统计量
定义:设\((X_1,\dots,X_n)\)为取自总体的一组样本,若函数\(g(X_1,\dots,X_n)\)不包含总体分布中的任何参数,则称\(g(X_1,\dots,X_n)\)为统计量。
样本均值和样本方差
\[ \begin{gather} \text{样本均值:}\bar X = \frac{1}{n} \sum_{i=1}^n X_i \\ \text{样本方差:}S^2 = \frac{1}{n-1} \sum_{i=1}^N (X_i - \bar X)^2 = \frac{1}{n-1} (\sum_{i=1}^n X_i^2 - n \bar X^2) \end{gather} \]

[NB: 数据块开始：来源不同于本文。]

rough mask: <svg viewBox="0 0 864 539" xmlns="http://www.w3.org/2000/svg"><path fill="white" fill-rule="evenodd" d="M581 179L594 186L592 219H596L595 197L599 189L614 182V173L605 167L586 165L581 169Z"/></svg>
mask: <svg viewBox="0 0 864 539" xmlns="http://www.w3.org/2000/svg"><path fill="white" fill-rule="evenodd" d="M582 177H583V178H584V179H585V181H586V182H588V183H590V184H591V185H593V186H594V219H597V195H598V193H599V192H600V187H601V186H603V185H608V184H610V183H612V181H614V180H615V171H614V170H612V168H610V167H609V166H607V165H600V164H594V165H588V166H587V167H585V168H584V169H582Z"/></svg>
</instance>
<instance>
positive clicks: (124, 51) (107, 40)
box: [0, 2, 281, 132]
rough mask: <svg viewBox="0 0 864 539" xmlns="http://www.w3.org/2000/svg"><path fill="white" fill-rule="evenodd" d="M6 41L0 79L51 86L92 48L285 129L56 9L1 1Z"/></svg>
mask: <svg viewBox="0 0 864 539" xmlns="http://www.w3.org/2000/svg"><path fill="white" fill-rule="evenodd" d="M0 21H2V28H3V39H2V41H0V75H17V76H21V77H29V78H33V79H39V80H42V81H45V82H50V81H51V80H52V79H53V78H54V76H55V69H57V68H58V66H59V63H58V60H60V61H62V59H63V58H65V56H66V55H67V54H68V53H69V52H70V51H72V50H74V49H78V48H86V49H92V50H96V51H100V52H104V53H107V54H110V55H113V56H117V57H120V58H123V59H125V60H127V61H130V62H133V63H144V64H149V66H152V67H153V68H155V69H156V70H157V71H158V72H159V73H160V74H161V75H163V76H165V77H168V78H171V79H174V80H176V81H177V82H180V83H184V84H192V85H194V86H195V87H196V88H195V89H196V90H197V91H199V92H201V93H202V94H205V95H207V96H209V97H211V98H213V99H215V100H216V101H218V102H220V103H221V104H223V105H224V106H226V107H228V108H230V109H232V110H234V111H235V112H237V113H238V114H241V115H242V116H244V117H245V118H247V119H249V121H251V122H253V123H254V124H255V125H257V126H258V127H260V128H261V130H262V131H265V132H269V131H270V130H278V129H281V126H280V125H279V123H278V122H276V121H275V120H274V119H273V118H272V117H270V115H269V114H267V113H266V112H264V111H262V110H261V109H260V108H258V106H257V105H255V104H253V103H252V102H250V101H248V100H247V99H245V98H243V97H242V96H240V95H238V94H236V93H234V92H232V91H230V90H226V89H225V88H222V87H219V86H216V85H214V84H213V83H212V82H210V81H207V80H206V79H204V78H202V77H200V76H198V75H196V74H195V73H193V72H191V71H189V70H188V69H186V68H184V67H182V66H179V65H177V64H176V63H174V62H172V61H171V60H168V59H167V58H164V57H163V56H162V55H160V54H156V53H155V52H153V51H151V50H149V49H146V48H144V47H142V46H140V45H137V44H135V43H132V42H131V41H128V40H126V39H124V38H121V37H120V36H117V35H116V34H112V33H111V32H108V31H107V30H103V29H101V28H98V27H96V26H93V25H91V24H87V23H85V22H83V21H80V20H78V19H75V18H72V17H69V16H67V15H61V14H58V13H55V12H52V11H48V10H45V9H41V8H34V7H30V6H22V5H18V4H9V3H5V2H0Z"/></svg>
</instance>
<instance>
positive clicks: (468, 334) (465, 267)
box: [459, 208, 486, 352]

令\(m_k = \frac{1}{n} \sum_{i=1}^n X_i^k\)为样本的\(k\)阶原点矩,\(a_k = \frac{1}{n} \sum_{i=1}^n (X_i - \bar X)^k\)为样本的\(k\)阶中心矩,这些也都是统计量。特别地,当\(k=2\)时,我们令\(S_n^2 \triangleq a_2 = \frac{1}{n} \sum_{i=1}^n X_i^2 - \bar X^2\)。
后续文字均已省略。